2010年はいろいろな出来事のあった年だった。北朝鮮攻撃による韓国軍艦の沈没(3月)、中国漁船の日本の監視艇への体当たり(9月)、ロシア大統領の国後島訪問(11月)、北朝鮮による韓国延坪島への軍事攻撃(11月)。周辺の海は波が高かった。こんなに安全保障を意識した年はなかった。だが日本は何も決められなかった。

 普天間基地の移転問題は今年も移転先が決まらなかった。米国政府との約束を守れないまま、5年続けて年を越す。先月、県外移設を要求する仲井真知事が当選し、移転問題の早期決着はさらに遠のいてしまった。膠着状態をどのように打破できるのだろうか。

 たとえば、国が基地周辺に住んでいる沖縄住民に5年間程度の生活保障をして、本土に移住してもらうような具体的な交渉をできないものだろうか。沖縄県民の受け入れに名乗りを上げる本土の県には財政的インセンティブを与えるのもよいだろう。そのために国の借金がちょっとばかり増えることがあっても誰も反対しないだろう。

 鳩山前首相が首相の座を放り出して、民主党の政権担当能力に多くの国民は疑問を持つようになった。そうした中で発足した菅首相への期待感は、その後の中国漁船問題への対応で萎んでしまった。これだけ重要な問題であるにもかかわらず官邸の指導力が行き渡っていないことに国民は驚いた。
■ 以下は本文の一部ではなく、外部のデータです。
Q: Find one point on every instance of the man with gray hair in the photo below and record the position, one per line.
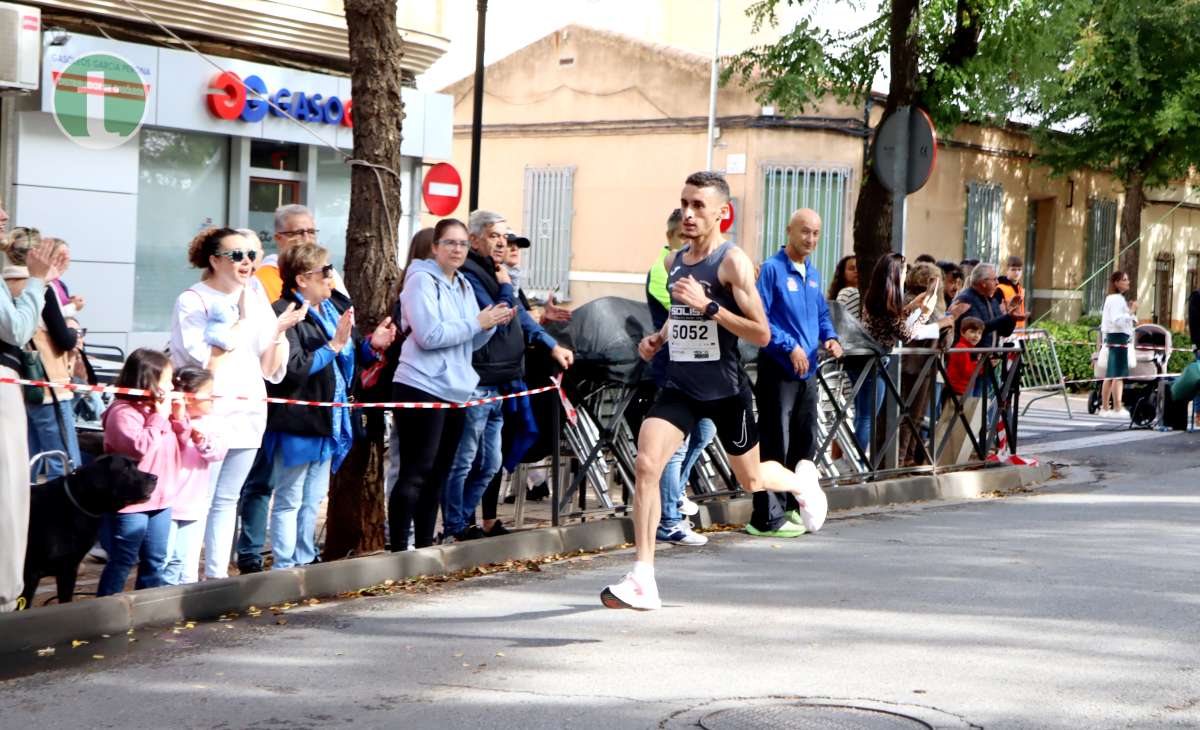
(293, 225)
(981, 295)
(501, 368)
衝突現場のビデオ写真は関係者のユーチューブへのリークで国民は初めて見た。

 中国の国防予算が激増しているのは誰でも知っている。そんな状況の中で組まれた防衛予算は減額予算となった。2011年から始まる5年間の中期防衛予算を、23兆4900億円としたがこれは2005年から2009年までの当初予算の7500億円減である。周辺国で軍事衝突が起きているに軍事予算を減額するのは常識では考えられない対応である。

 経済面ではどうだったろうか。円高の進行を止めるべく日銀は資金面での超緩和策を打ち出したが、その後また80円台前半に戻ってしまった。昨年末には93円だったから、円高に苦しめられ続けた一年となった。株価も円高による企業業績の悪化懸念から後半は上値の重い展開となり、今年末の日経平均が昨年末の水準を抜けるのか微妙な状況である。

 海外から日本を見ていると、日本は「腑抜け国家」のように見える。脅威を脅威とも感じず、意気地もなく、肝心なことを何も決めない国だからだ。本来ならば、国家の頭脳の部分は首相官邸が掌握し、明確な国家戦略に基づき、行政府を動かして行くのが行政の姿である。国家戦略が不透明で、そのうえ頭脳と手足はバラバラに動いている。それが今の日本である。